I’ve tried before being at Bemelmans nursing a ginger-ale, but it’s like taking a tuna salad sandwich to the 21 Club. What’s the point. Part of the charm of popping into the Carlyle is the whole caboodle that goes along with it. The Madeline mural gracing the wall, a shiny mahogany bar glimmering in the overhead light. Ah, if it could only talk, the tales it could tell.
I actually went in to use the ladies room when I ran into the barmaid who beckoned me in. “But I’m not drinking right now,” I said wistfully, wishing it wasn’t so smelling freshly cut lemons lingering on her hands.
“Come have a coke, rest a while.”
I actually hate coke, never drink it, ever since I dropped a ring in a glass and it turned another color, but I agreed to a Schweppes she served in a tall, ice cold beer glass.
“Are you off chips too?”
“Never, I’ll be eating them on my deathbed. You know, one more Lays, for the road?”
So there I sat sober as a freshly showered sailor scoping out the room. It was only 2ish, leaving the bar pretty much empty, while a table of businessmen sipped scotch across the way. They were rather loud having a liquid lunch insisting the lights be turned up where they sat. It was a little like watching a play on stage, the rest of the room wrapped in inky darkness.
I was all set to get seriously depressed when the designer Tom Ford walked in. Let me just say, though not too tall, he’s one of the handsomest men around. He was wearing a dark blazer over well-pressed jeans, a white button-down peeking out over its folds, the same way he looks in his magazine ads. He glanced around obviously looking for someone, his eyes resting momentarily on me. I smiled my best, if only you liked women, smile he politely returned.
I immediately texted my pal Camille to tell her, knowing how much she loves everything about him. Keep him there, she texted back, as if I could chain him to the banquette. He quickly checked his phone, then left.
In my sober boredom I decided to have a little fun with my friend.
You better hurry up Camille if you want to see him. How elegant he is sitting at the bar – legs crossed, handsome. Wow, he’s so fucking handsome.
I’m getting my legs waxed. She has one to go. Is he alone?
Quite, and there’s hardly anyone here so you could sidle right over to him. Buy him a drink even.
OMIGOD!!! I’LL BE RIGHT THERE.
Twenty minutes later she comes dashing through the door breathless as can be, and naturally Tom was nowhere in sight.

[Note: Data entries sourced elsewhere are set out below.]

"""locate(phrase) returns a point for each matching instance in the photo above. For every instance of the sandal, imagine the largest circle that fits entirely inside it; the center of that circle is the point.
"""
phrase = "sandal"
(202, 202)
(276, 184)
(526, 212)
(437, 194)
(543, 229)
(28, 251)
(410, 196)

“I knew I should have hopped in a different cab,” she said, picking wax off her knee. “The driver I had drove like a damned turtle.”
“Sit down,” I said, have a ginger-ale, on me.”
“No, I’ll just go back to the House of Wax and get my other leg done.”
“You left only waxing one leg?” I started to roar.
“You think that’s funny? She hadn’t even started my Brazilian yet.”
“In that case, we should both have a drink. I mean, that’s the least a girl can do for herself if she’s about to be unmercifully scalped.”
“Does that mean you’re joining me?”
“I could use a little clean-up.”
I signaled for the barmaid.
“Excuse me Laurie, could you come over? I’m about to jump, leg first, right off the wagon.”